Visitors are greeted by barefoot children supervised by adults and elderly, listless and weathered far beyond their years amid thatched huts and stray, emaciated oxen. But beneath the surface, something remarkable is unfolding nearby a mid-sized copper-gold deposit: Canadian junior Angkor Gold Corp is fulfilling a Corporate Social Responsibility (CSR) mandate – one unprecedented for a miner its size in the region. Stakeholder engagement through Free Prior and Informed Consent (FPIC) blooms here near a rainforest clearing of peppercorn, cassava and cashew patches, and classrooms full of students.

A clean slate

History hasn’t been kind to Cambodia. Over the half decade ending in 1979, the Khmer Rouge purged the intellectual class while bringing the country to ‘zero’ for an agrarian-based communist society after a brutal US bombing campaign. In all, two million lives were lost as the world stood by in silence; memories of forced starvation, mass graves and unspeakable atrocities continue to elicit tears to this day.

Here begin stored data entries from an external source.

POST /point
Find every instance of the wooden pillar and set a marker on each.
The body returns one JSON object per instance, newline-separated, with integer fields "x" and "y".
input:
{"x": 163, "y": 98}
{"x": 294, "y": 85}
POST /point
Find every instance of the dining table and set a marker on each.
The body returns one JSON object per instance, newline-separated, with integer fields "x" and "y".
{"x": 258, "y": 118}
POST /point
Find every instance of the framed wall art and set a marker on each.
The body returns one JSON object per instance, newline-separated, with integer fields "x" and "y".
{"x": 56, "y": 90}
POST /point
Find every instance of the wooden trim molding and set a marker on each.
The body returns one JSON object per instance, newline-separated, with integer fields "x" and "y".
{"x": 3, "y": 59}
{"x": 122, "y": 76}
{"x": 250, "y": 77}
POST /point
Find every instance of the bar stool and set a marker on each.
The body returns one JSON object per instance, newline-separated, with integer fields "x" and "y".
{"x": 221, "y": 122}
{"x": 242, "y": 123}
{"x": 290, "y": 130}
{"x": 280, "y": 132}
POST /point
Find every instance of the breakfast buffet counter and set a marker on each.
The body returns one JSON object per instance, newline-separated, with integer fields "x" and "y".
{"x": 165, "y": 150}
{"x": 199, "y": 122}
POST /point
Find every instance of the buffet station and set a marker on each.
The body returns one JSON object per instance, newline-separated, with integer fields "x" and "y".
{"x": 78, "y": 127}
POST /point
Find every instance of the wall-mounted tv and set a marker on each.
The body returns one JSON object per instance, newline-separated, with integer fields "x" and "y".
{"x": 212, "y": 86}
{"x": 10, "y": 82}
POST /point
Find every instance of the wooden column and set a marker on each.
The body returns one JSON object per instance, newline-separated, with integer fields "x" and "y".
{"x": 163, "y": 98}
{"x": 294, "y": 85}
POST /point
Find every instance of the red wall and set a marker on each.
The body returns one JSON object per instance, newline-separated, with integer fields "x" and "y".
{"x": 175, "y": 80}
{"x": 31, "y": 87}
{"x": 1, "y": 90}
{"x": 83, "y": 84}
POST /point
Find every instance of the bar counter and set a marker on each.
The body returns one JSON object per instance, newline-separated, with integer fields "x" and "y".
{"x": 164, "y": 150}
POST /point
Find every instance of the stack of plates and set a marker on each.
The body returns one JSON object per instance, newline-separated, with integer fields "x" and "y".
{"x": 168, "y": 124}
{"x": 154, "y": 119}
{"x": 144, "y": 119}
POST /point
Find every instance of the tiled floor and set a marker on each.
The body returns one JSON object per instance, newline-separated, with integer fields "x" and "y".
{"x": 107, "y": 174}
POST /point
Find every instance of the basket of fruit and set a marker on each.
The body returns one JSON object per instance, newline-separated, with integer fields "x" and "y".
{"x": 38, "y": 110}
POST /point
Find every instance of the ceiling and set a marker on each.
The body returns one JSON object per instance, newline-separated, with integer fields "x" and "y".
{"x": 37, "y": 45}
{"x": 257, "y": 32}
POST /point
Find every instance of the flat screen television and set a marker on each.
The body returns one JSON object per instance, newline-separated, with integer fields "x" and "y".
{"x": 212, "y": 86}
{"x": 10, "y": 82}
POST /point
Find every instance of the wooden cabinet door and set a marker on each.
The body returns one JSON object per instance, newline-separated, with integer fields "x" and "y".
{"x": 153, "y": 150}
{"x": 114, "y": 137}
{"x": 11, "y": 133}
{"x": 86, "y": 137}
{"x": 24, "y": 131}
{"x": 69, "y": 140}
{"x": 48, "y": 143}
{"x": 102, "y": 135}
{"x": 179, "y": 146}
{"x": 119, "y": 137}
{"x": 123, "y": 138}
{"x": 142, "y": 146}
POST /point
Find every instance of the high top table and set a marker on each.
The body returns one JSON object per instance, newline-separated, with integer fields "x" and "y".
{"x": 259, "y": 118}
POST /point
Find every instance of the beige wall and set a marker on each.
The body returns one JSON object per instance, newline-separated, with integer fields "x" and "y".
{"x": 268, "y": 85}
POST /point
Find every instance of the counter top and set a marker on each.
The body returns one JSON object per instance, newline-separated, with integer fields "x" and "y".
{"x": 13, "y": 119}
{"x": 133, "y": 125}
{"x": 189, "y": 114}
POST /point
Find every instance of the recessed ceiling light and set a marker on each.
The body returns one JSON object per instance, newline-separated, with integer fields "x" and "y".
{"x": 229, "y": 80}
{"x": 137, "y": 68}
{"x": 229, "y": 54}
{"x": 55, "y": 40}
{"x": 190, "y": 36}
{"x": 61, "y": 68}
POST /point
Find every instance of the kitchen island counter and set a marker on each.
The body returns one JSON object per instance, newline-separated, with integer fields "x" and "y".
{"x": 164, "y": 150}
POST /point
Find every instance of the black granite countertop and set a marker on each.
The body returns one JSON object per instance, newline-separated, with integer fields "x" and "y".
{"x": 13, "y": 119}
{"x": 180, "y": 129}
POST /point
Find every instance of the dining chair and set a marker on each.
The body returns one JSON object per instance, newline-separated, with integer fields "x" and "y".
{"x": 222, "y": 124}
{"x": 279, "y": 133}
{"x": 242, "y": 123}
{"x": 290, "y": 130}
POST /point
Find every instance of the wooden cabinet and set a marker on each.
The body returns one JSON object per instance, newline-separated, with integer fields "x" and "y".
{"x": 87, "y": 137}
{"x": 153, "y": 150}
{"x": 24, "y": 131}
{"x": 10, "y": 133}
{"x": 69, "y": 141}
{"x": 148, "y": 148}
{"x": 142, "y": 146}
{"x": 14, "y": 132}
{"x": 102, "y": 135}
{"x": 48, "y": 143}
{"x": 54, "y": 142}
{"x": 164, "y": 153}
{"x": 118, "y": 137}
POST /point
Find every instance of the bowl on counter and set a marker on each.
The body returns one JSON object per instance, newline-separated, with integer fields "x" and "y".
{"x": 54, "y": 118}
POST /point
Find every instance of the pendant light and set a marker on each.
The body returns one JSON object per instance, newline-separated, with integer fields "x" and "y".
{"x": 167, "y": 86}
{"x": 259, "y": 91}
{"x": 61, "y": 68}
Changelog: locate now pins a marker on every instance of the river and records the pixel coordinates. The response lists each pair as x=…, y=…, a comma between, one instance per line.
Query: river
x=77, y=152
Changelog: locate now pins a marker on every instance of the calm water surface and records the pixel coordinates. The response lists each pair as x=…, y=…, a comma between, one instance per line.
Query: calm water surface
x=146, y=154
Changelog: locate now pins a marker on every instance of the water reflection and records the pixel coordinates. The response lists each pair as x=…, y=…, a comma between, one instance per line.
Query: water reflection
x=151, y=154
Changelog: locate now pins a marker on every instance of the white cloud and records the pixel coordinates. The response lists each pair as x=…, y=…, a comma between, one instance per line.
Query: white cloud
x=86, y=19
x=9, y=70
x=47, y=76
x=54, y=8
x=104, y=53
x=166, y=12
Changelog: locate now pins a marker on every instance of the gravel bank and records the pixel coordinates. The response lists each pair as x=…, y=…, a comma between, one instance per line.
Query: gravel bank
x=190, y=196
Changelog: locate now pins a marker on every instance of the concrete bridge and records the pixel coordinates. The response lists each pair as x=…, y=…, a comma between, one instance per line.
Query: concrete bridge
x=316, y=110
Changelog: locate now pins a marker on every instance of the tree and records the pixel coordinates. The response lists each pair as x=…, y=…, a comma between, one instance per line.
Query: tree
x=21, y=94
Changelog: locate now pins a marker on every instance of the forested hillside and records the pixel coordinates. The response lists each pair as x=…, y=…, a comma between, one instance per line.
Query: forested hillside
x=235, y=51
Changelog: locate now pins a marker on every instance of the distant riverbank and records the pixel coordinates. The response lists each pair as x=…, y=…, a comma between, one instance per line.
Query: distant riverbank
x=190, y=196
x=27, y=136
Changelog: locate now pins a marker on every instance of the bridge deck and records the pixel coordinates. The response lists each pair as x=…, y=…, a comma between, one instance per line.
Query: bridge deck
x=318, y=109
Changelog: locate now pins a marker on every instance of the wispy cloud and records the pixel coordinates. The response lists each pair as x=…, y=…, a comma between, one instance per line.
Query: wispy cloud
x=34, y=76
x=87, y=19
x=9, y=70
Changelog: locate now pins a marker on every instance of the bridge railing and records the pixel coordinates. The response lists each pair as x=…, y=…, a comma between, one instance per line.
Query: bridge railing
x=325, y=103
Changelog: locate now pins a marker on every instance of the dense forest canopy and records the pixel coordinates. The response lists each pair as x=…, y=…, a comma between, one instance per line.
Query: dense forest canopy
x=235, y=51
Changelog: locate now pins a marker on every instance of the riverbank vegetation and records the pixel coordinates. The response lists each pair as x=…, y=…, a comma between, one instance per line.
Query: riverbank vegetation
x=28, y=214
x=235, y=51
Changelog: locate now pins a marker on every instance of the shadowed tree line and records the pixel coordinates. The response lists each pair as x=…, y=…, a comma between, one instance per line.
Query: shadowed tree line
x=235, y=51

But Cambodia has turned the page, with its emerging market economy and small-scale mining industry an open book. Early next year, Angkor and Mesco Gold Cambodia will begin operating one of the country’s newest commercial mines while establishing Phnom Penh’s first continuing royalty revenue stream from mining. “Geochemistry is compelling,” said Angkor’s CEO Mike Weeks. “There are unequivocal gold, copper and molybdenum anomalies.”

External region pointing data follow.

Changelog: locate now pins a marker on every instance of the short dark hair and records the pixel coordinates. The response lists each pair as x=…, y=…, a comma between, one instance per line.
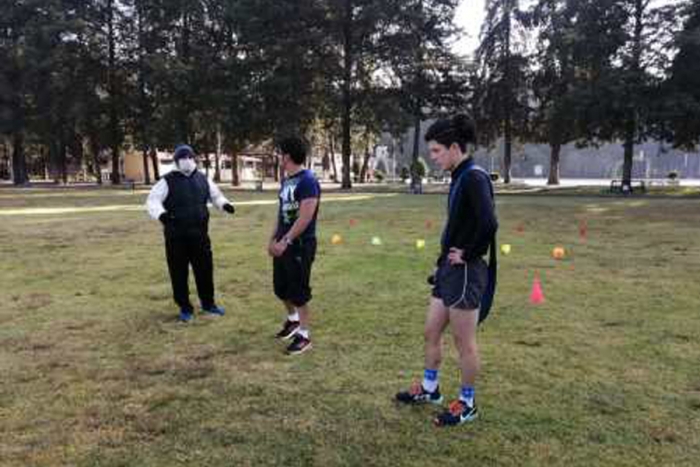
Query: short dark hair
x=294, y=147
x=459, y=129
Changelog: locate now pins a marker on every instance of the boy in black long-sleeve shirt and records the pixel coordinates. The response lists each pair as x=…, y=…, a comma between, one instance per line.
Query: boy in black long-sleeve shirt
x=463, y=285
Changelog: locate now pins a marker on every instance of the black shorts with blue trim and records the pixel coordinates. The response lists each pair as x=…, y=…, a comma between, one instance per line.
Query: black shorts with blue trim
x=292, y=272
x=461, y=286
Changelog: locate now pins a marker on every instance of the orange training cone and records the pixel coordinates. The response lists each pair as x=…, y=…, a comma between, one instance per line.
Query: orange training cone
x=536, y=296
x=583, y=230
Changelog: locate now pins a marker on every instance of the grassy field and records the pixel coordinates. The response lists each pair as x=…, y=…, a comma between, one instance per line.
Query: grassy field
x=96, y=371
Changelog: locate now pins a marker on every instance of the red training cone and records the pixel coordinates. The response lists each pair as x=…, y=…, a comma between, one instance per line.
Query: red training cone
x=537, y=296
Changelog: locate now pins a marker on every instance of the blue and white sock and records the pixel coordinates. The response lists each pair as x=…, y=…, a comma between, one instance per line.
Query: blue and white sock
x=466, y=395
x=430, y=380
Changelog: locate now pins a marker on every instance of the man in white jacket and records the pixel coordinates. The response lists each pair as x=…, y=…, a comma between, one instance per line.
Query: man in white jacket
x=179, y=201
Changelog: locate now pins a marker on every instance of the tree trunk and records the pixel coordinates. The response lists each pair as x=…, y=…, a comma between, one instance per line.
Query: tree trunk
x=334, y=165
x=347, y=97
x=365, y=163
x=416, y=179
x=19, y=161
x=95, y=154
x=156, y=163
x=235, y=181
x=146, y=170
x=63, y=161
x=112, y=86
x=629, y=154
x=554, y=163
x=633, y=89
x=508, y=123
x=217, y=156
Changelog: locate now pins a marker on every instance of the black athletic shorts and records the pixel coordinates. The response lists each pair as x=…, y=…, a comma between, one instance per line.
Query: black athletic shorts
x=461, y=286
x=292, y=272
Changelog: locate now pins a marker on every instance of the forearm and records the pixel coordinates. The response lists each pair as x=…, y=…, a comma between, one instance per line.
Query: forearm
x=298, y=227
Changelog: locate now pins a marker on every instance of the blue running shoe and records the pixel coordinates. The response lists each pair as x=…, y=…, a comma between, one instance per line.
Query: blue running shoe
x=418, y=395
x=458, y=413
x=186, y=316
x=213, y=311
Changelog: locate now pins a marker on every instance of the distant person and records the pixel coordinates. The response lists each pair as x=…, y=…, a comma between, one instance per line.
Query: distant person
x=463, y=285
x=179, y=201
x=293, y=243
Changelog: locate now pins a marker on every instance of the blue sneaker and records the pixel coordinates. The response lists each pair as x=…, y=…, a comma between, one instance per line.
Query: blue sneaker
x=418, y=395
x=458, y=413
x=186, y=316
x=213, y=311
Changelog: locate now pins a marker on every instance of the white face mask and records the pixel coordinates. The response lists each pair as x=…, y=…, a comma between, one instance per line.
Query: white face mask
x=187, y=166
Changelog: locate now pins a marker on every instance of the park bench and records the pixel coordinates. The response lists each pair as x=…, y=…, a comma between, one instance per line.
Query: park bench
x=616, y=186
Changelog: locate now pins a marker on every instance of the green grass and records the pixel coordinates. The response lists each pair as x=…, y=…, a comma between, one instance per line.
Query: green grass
x=96, y=372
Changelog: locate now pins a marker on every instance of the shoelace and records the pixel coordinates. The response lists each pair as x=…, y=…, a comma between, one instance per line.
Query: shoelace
x=456, y=408
x=416, y=389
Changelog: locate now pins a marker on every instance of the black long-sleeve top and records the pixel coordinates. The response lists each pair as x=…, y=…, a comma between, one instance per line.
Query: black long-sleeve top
x=471, y=223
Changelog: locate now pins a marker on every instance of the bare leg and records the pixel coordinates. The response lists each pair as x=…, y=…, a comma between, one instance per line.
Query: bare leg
x=464, y=324
x=435, y=324
x=304, y=315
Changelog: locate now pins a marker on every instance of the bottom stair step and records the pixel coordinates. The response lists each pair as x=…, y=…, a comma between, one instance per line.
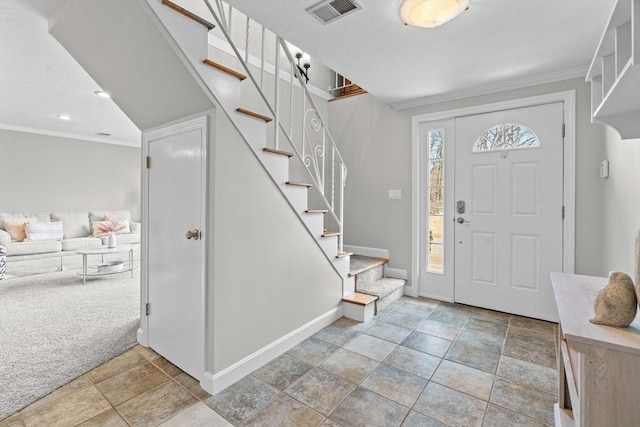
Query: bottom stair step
x=359, y=306
x=387, y=289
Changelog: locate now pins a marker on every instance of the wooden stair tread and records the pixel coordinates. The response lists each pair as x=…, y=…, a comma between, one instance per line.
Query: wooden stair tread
x=360, y=263
x=343, y=254
x=359, y=298
x=348, y=95
x=381, y=287
x=300, y=184
x=224, y=69
x=188, y=14
x=254, y=115
x=274, y=151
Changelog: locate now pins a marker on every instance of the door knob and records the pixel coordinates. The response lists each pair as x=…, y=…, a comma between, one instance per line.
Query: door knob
x=193, y=234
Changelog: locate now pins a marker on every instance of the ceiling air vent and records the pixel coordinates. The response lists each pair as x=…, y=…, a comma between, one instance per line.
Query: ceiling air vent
x=328, y=11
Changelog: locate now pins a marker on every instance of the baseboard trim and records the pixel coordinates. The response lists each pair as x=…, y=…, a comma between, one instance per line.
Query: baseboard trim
x=215, y=383
x=436, y=297
x=396, y=273
x=142, y=338
x=362, y=250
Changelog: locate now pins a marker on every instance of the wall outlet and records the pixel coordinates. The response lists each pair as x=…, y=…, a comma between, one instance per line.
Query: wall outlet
x=604, y=169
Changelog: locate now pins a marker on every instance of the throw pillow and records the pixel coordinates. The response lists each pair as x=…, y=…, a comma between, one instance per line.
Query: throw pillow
x=16, y=228
x=43, y=231
x=106, y=227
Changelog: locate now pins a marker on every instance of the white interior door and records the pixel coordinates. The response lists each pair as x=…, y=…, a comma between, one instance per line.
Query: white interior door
x=175, y=262
x=508, y=236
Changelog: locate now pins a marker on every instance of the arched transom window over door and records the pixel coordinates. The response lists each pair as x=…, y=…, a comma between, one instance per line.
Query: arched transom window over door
x=506, y=136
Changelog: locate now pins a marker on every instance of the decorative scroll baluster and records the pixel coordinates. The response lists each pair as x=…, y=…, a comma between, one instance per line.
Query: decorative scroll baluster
x=310, y=151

The ASEAN nation’s mineral prospects have across-the-board potential: Neighboring Laos enjoys 30% of foreign investment in mining while other small firms including Western Australia’s Renaissance Minerals, Geopacific Resources and Mekong Minerals of Queensland scour the countryside. Phnom Penh, meanwhile, is courting outside business while Angkor and its fellow Cambodia Association for Mining and Exploration Companies (CAMEC) members are helping the government re-draft its mining code.

“If we can help Cambodia make the industry attractive, it sends a message worldwide,” said Angkor’s vice president for CSR Delayne Weeks. “All stakeholders benefit – government, industry, communities and the environment.”